Wann immer ich mich 2025 mit Kollegen unterhalten habe, waren ChatGPT & Co. das Thema Nr. 1. „Ich hätte mir nicht gedacht, dass es so schnell geht“, meinte ein Kollege aus der Medienbranche. „Ich wünschte, es hätte uns später erwischt“, sagte ein befreundeter Texter, Mitte-Ende 50, der schon auf die Pensions-Ziellinie schielt.
Die KI hat uns allen einen Schrecken eingejagt. Denn sie zaubert in Sekundenschnelle Texte, die auf den ersten Blick völlig überzeugend wirken – und das in allen erdenklichen Varianten und Stillagen.
Texte, die so tun, als ob
Schaut man genauer hin, merkt man, dass die KI-Texte Mimikry sind. Sie tun so, als hätten sie Stil und Geist, sind aber im Kern mittelmäßig. Kein Wunder, sie beruhen auf Wahrscheinlichkeiten. Und Wahrscheinlichkeiten arbeiten mit Mittelwerten.
Für viele Zwecke ist das völlig okay. Ob ein klischeehafter Tourismustext von einem Menschen stammt oder von der KI gesampelt wurde, ist – auf gut Österreichisch – ghupft wie ghatscht.
Texte wie Tiefkühlpizza
Beispiel gefällig?
„Lassen Sie den Alltag hinter sich und tauchen Sie ein in unsere Welt der Entspannung: wohltuende Spa-Anwendungen, exklusive Ruhezonen, regionale Schmankerl …“
(ChatGPT)
Solche KI-Texte sind wie Tiefkühlpizza: schnell, heiß, im Geschmack oft passabel. Aber niemand erinnert sich lange daran (außer man verbrennt sich die Zunge am heißen Käse).

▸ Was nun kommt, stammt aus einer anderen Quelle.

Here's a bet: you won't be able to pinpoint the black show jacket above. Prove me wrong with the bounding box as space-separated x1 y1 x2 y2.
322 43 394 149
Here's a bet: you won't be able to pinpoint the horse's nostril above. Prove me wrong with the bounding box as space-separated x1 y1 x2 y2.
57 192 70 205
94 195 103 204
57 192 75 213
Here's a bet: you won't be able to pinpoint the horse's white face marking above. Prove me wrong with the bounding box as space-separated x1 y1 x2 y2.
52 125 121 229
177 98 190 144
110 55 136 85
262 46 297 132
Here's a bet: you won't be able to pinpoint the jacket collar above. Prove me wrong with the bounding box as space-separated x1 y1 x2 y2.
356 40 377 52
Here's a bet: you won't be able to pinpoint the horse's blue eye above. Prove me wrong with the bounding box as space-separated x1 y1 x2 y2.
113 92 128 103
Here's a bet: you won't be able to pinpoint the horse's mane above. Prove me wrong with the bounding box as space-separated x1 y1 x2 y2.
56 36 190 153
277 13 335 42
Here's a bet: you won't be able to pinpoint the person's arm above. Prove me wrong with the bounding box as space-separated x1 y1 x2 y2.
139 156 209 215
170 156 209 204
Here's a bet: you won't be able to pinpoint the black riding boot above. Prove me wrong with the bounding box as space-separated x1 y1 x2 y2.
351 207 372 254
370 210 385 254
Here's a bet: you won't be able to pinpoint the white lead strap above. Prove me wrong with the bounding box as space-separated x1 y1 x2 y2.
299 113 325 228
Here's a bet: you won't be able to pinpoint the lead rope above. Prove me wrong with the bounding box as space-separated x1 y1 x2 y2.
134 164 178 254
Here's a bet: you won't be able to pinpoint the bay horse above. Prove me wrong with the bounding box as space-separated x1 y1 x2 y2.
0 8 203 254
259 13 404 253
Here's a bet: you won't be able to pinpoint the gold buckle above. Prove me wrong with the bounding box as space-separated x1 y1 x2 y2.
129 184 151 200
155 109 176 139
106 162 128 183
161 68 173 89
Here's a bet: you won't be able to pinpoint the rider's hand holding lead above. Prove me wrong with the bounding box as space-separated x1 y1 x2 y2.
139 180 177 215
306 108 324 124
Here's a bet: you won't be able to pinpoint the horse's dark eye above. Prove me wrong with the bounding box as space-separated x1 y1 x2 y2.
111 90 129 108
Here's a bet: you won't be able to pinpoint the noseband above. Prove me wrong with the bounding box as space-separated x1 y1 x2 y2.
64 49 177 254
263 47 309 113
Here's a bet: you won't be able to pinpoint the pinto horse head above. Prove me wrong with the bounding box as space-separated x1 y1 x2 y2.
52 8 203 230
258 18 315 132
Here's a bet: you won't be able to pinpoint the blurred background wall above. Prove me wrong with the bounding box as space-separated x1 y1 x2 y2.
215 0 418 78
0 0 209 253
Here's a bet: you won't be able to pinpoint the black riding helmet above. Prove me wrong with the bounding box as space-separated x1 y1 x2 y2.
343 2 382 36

Spannend wird’s erst, wenn ich die KI nicht im Werbetextmodus schreiben lasse, sondern ihr eine literarische Steilvorlage liefere. Wenn ich beispielsweise prompte: „Schreib mir einen Text für ein Wellness-Hotel im dadaistischen Stil.“
Dann klingt das so:
„Blaublubb der Berge, Dampf tanzt Tango mit der Sonne. Ein Handtuch schwebt durchs Universum, murmelt: ‚Entspannung ist Revolution.‘ Ein Stein sagt: ‚Ich war mal Stress.‘ Die Seele kippt ein Sprudelbad.“
Das ist schon weitaus unterhaltsamer. Und hier findet sich auch eine Perle in der Auster. Da blitzt etwas auf. Eine Zeile, die hängen bleibt. Ein Satz, der Bilder im Kopf anreißt.
Ein Stein sagt: „Ich war mal Stress.“
Diesen Satz würde ich nehmen und unter ein Bild von einem Steinmännchen setzen. Was zeichnet diesen Satz aus? – Da spricht etwas zu uns und setzt eine Geschichte in Gang, öffnet Möglichkeitsräume statt Fertigpizzapackungen. Die Seele kippt in ein Sprudelbad. (Auch ein schöner Satz, wenn man das „in“ ergänzt.)

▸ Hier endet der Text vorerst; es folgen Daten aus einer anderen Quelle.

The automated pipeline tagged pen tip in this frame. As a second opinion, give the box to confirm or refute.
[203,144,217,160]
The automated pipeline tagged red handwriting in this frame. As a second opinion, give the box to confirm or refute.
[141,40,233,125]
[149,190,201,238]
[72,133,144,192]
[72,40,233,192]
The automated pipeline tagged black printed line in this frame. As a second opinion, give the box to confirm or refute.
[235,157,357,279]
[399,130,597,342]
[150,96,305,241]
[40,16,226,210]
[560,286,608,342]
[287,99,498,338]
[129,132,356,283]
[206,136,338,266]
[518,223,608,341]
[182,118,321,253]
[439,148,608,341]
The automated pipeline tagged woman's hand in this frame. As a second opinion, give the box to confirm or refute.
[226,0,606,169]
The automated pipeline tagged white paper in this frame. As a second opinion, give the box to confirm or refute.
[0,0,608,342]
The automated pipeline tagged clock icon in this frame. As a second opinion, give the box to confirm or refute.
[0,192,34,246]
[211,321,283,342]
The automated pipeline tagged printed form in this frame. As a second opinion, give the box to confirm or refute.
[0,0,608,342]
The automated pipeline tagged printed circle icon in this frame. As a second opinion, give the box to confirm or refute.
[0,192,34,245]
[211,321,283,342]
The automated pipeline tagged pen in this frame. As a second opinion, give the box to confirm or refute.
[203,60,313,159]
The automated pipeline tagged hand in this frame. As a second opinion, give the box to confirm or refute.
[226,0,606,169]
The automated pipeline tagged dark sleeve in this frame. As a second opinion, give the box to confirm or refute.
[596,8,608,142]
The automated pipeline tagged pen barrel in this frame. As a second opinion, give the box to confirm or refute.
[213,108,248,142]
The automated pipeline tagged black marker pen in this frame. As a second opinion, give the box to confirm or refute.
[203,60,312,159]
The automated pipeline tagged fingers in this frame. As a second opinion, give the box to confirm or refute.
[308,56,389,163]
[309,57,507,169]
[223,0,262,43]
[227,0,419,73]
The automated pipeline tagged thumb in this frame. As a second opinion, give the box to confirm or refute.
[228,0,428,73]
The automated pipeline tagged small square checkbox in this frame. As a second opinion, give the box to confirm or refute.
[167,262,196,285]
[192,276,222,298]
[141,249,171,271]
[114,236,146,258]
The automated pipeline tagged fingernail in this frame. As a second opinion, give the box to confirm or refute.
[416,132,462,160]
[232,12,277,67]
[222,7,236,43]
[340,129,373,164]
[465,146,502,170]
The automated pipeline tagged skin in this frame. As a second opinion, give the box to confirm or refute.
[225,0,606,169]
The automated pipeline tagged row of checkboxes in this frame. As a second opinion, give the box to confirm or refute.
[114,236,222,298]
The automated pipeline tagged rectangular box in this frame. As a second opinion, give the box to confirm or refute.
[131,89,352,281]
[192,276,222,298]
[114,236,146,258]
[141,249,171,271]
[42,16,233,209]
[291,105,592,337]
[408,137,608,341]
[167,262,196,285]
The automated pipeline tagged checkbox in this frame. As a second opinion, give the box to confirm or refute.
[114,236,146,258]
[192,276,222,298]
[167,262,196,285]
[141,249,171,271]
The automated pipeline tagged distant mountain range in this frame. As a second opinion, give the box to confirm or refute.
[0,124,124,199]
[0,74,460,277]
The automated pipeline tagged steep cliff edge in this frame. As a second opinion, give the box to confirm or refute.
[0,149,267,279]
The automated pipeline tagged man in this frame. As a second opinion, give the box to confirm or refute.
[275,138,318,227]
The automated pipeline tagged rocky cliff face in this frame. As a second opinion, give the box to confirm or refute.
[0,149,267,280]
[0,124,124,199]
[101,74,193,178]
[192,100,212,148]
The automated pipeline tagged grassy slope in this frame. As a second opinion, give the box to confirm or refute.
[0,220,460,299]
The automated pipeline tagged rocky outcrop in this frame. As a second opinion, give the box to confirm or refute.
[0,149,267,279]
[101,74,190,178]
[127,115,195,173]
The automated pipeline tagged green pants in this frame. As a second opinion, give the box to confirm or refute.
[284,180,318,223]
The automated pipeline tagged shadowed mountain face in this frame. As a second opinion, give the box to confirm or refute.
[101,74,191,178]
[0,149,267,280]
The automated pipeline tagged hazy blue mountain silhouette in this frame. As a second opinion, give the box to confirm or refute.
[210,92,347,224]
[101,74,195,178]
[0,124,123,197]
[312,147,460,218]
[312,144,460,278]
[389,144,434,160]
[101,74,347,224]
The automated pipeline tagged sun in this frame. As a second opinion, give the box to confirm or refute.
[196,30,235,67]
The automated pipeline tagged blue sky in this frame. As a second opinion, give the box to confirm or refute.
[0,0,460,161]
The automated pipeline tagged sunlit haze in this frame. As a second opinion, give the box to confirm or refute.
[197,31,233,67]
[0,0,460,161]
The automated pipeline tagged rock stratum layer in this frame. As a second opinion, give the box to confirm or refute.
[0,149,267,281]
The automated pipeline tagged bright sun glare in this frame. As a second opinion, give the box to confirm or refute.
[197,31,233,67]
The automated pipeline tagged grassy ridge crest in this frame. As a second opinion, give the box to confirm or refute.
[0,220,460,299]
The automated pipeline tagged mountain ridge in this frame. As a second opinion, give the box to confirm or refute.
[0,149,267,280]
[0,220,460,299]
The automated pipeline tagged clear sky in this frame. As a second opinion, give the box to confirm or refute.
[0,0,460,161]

Und genau das ist der springende Punkt: Die KI braucht nicht nur die richtigen Prompts, sondern auch jemanden, der ihre Hervorbringungen kuratiert. Der die Richtung vorgibt, den Stil auswählt, den Rhythmus bestimmt. Der weiß, was ins Töpfchen kommt – und was ins Datennirwana. Kurz: KI-Texte brauchen User mit hoher Textkompetenz. Profis, die es im Gespür haben, was wen wie anspricht. Und die schließlich wissen, wie sie das Material, das die KI laufmeterweise ausspuckt, auswählen und im Mosaik des Textganzen an der richtigen Stelle zum Leuchten bringen.
Man darf nur nicht den Fehler machen, einen Text von Grund auf von der KI schreiben zu lassen. Denn diese Sätze fühlen sich an wie Mikroplastik, das die Blut-Hirn-Schranke passiert. Man muss im ersten Schritt selbst durchdenken, wo die Reise hingeht. Erst wenn ein Rohtext steht, können ChatGPT & Co. beim Überarbeiten helfen. Und dann ist nochmal viel Handarbeit nötig, bis das Ergebnis sitzt.
Prinz statt Aschenputtel
Für einen Moment hat die KI uns Kreative von der Texterzunft in ein Aschenputtelkleid gesteckt. Aber eigentlich sind wir der Prinz, der die Hochzeit schmeißt. Denn erst wenn man die KI mit menschlichem Sprachbewusstsein einsetzt, mausert sie sich von einer Krücke zu einem Vehikel, das einen schneller ans Ziel bringt.